Une réponse à une dynamique démographique préoccupante
L’objectif affiché du texte est d’apporter une réponse à la dégradation des indicateurs de mortalité infantile. En 2024, selon les données de l’Insee, le taux de mortalité infantile a atteint 4,1 pour 1 000 naissances vivantes, contre 3,5 en 2011. Ce niveau replace la France dans le quart inférieur du classement européen, à la 23e place sur 27 États membres de l’Union européenne.
L’augmentation est particulièrement marquée pour les décès survenant entre un et 27 jours de vie. Plusieurs études évoquent des facteurs complexes et combinés : vieillissement de l’âge des mères, augmentation des grossesses multiples, disparités sociales et géographiques, mais aussi accès différencié aux soins selon les territoires.
Dans l’exposé des motifs de la proposition de loi, le groupe Liot met en lien l’augmentation de ces décès avec la diminution continue du nombre de maternités. Selon les chiffres avancés lors des débats, la France est passée de plus de 1 300 établissements dans les années 1970 à environ 460 aujourd’hui.
Accessibilité géographique et sécurité obstétricale : un équilibre débattu
Le débat parlementaire a mis en lumière une tension récurrente dans l’organisation territoriale de l’offre de soins : l’équilibre entre proximité géographique et sécurité médicale. Les promoteurs du texte soulignent que l’éloignement des lieux d’accouchement constitue un risque supplémentaire, en particulier dans les zones rurales et les territoires ultramarins. Certains députés ont rapporté des cas d’accouchements imprévus à domicile faute de maternité accessible dans un délai raisonnable.
À l’inverse, plusieurs intervenants ont exprimé des réserves sur le maintien de structures de petite taille, soulignant qu’un volume insuffisant d’actes peut compromettre la sécurité des soins. La question des effectifs médicaux, en particulier la présence continue de gynécologues-obstétriciens et d’anesthésistes, a également été soulevée, tout comme celle des plateaux techniques disponibles.
Le ministre délégué à la Santé, Yannick Neuder, a rappelé que l’évolution de la mortalité infantile ne saurait être imputée à un seul facteur. Il a évoqué une pluralité de causes, incluant notamment des évolutions démographiques, une modification des comportements de recours aux soins, et des déterminants sociaux.
Un texte à portée limitée mais symbolique
La suspension des fermetures ne constitue pas en soi une réorganisation du système hospitalier. Elle s’apparente davantage à une pause réglementaire destinée à mieux documenter la situation avant d’éventuelles décisions structurelles. Le registre national des naissances, prévu dans la loi, répond à un besoin de consolidation statistique des données périnatales, aujourd’hui éclatées entre plusieurs sources.

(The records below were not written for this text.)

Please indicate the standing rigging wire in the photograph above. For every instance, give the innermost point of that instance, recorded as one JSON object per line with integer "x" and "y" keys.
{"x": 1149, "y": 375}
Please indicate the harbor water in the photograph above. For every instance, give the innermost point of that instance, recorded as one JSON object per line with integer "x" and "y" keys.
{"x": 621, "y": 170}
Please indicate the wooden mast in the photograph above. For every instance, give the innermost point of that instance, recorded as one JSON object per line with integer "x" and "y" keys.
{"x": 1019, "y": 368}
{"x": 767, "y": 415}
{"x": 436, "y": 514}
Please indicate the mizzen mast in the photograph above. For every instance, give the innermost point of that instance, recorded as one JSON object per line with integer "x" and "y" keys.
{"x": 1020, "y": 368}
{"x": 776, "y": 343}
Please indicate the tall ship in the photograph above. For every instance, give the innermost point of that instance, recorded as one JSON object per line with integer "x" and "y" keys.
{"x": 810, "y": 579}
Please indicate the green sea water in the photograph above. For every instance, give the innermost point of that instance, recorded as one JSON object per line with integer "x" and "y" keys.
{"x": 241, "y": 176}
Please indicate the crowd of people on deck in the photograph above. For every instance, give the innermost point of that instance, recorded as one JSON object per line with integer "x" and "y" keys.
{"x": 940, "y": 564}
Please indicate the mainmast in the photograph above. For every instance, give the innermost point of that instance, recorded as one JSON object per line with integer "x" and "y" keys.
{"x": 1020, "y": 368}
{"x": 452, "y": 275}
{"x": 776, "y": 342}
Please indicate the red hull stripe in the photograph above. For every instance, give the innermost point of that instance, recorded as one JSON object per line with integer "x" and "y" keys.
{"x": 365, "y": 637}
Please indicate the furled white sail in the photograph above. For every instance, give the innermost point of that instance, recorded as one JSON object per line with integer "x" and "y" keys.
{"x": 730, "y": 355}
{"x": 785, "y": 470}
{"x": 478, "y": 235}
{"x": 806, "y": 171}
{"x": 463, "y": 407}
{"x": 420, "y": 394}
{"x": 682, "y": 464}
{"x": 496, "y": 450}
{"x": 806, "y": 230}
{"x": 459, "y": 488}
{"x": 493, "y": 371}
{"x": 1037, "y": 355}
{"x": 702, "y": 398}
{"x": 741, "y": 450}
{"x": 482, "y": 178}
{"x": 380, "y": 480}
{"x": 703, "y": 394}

L’état des lieux sur les maternités de petite capacité devra également permettre d’éclairer la pertinence de leur maintien ou leur transformation. À ce jour, aucune procédure nationale systématique n’encadre les décisions de fermeture, qui relèvent des agences régionales de santé (ARS) après concertation locale.
Le texte adopté ne modifie donc pas les compétences existantes, mais introduit un cadre temporel et une logique d’évaluation. Il suscite l’intérêt d’associations de professionnels de santé et de représentants d’usagers, qui y voient un levier pour rouvrir le débat sur la stratégie périnatale nationale.
Perspectives et mise en œuvre contre la mortalité infantile
Le texte doit désormais être examiné au Sénat, où son avenir reste incertain. La majorité sénatoriale, traditionnellement plus réservée sur les moratoires généralisés, pourrait proposer des ajustements, notamment sur les conditions dérogatoires à la suspension.
D’ici là, le ministère de la Santé devra préciser les modalités de mise en œuvre des deux volets techniques de la loi : l’inventaire des maternités concernées et la structuration du registre des naissances. Ces éléments seront déterminants pour évaluer l’impact réel du dispositif sur la politique de natalité et sur la réduction des inégalités d’accès aux soins.